2. Review pharmacy expenses. Pharmacy expenses are a significant line item in most surgery centers. To assure the best pricing, review the potential for changes in drug purchasing. "Surgery centers often get into purchasing routines that are difficult to break," Mr. Taylor says. Invite competing vendors to propose lower prices for drugs. In addition to reviewing their base price, be sure to include other charges such as shipping rates and important services for the center, such as just-in-time inventory, regular shipping days per week and breadth of supply. Centers can even realize savings by contracting with some vendors outside their GPO, Mr. Taylor says.
3. Ask for utilization reports. Ask vendors to compile a utilization report for the surgery center. Using the report, review trends and purchasing volume to determine whether there are any opportunities for price reductions. "Take the time to review trends on your own and determine cost-effective alternatives to high-volume purchases, especially services at the back of the house," Mr. Taylor says. For example, focus cost-cutting efforts on items and services that are not driven by physician preference, such as traditional or T1 phone service. "We see centers with large expenses in IT that are paying above-market rates," Mr. Taylor says. "Often you can bring down your rates by switching to a new carrier."
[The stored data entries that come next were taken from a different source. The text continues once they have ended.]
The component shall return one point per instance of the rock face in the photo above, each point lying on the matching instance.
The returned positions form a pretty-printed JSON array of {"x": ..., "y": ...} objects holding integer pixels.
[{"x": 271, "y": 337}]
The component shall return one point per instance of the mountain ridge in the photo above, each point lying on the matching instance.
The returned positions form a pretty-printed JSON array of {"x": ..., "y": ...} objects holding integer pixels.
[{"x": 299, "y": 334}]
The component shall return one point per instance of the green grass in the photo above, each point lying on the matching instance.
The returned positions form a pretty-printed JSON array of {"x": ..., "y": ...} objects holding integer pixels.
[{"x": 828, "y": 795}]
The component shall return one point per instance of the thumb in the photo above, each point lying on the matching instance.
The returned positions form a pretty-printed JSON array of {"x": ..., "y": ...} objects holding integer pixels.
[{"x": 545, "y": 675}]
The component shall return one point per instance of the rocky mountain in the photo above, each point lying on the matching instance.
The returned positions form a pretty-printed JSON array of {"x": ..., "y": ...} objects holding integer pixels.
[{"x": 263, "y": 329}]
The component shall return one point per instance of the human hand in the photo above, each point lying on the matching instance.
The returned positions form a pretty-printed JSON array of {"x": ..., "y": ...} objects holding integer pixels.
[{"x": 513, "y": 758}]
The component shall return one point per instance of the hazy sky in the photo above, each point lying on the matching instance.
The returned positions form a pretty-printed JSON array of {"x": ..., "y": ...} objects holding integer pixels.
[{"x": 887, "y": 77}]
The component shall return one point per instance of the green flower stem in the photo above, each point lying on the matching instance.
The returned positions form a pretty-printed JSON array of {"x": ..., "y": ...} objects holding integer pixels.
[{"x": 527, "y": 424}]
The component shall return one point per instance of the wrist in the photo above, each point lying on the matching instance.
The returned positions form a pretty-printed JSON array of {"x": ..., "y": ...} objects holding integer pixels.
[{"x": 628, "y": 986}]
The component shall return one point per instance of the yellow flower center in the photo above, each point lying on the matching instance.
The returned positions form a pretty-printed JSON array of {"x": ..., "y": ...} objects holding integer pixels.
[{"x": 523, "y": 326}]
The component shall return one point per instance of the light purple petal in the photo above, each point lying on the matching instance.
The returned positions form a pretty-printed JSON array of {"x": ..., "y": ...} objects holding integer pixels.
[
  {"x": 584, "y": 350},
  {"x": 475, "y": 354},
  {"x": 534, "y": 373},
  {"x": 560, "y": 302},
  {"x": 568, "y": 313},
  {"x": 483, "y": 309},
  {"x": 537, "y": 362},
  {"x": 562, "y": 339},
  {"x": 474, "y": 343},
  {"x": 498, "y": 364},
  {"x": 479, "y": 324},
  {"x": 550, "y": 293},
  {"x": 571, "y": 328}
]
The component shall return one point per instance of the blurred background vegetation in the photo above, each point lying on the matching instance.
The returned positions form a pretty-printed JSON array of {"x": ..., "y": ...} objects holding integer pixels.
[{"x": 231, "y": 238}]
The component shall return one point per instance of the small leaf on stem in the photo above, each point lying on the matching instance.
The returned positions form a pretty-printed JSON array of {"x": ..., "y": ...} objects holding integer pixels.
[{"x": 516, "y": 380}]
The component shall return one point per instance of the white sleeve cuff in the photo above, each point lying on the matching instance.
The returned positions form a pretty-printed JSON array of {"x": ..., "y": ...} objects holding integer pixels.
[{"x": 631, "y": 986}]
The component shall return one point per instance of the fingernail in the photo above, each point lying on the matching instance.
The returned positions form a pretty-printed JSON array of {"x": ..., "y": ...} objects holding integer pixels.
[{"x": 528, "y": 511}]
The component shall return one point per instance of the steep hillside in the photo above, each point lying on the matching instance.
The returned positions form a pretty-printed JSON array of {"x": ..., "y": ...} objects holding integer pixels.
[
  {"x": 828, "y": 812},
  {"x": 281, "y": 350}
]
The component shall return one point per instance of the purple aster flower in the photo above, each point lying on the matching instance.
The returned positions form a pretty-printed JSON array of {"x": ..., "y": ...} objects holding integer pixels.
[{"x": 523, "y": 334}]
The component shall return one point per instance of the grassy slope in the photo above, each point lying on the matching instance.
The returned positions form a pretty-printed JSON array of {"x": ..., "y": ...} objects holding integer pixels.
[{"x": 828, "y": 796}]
4. Don't forget to review office supplies. Cost-reduction strategies used to ignore office supplies, but even this area is fair game in the current economy, Mr. Taylor says. Review prices and utilization of the current office supply vendor and estimate potential savings by moving to a smaller chain. Also, consider recycling opportunities for office supplies. Examine the materials the ASC is throwing away and determine whether the center might be able to reuse them. For example, when medical documentation has been scanned into its final digital format and the paper chart is no longer needed, the center might be throwing out charts, files, tabs and other items.
5. Evaluate equipment service programs. "Equipment service programs can be very lucrative to vendors but may not be useful to the center," Mr. Taylor says. Look at preventative maintenance and response times. For some programs, it might be better to "go bare" and simply not have a service contract, he says. "To understand your ultimate need for these contracts, review the service level you are paying for and figure out the service level you actually need," Mr. Taylor says. Evaluate the cost of such each program and the center's long-term utilization of the program. If servicing was due to misuse of equipment or incorrect processes, handling or storage, an in-service program might correct the problem.
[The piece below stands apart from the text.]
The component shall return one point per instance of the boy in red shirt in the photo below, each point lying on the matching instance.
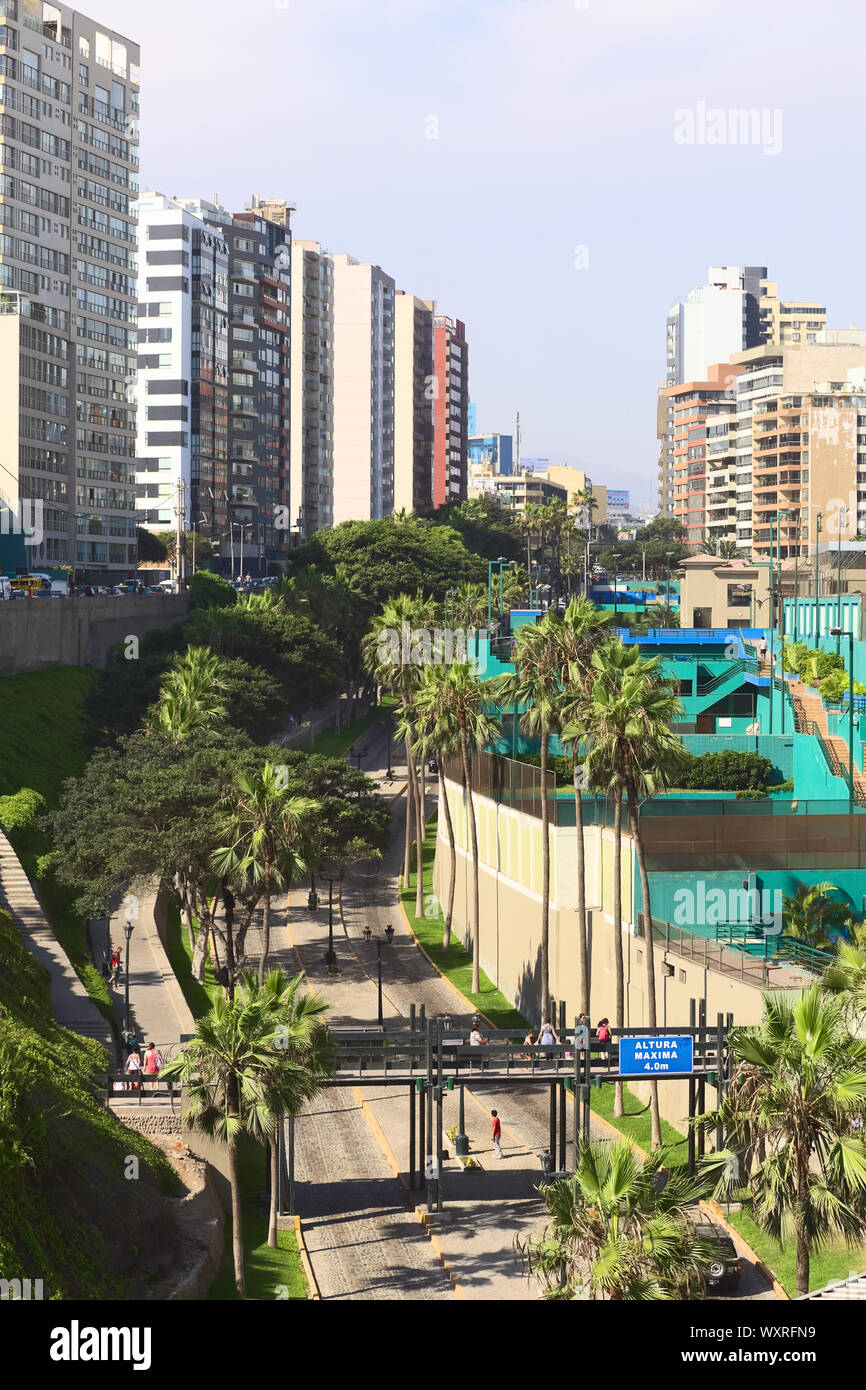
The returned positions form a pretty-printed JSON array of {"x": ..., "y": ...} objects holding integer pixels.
[{"x": 496, "y": 1134}]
Determine renewal and expiration dates for each maintenance program and mark them on the calendar as a reminder to make a timely review, with an eye to modifying the relationship at the appropriate time, if needed. Finally, when service contracts are up for renewal, remove auto-renewal clauses so that the ASC has an opportunity to review changes before each renewal. "This helps you to better control the relationship," Mr. Taylor says.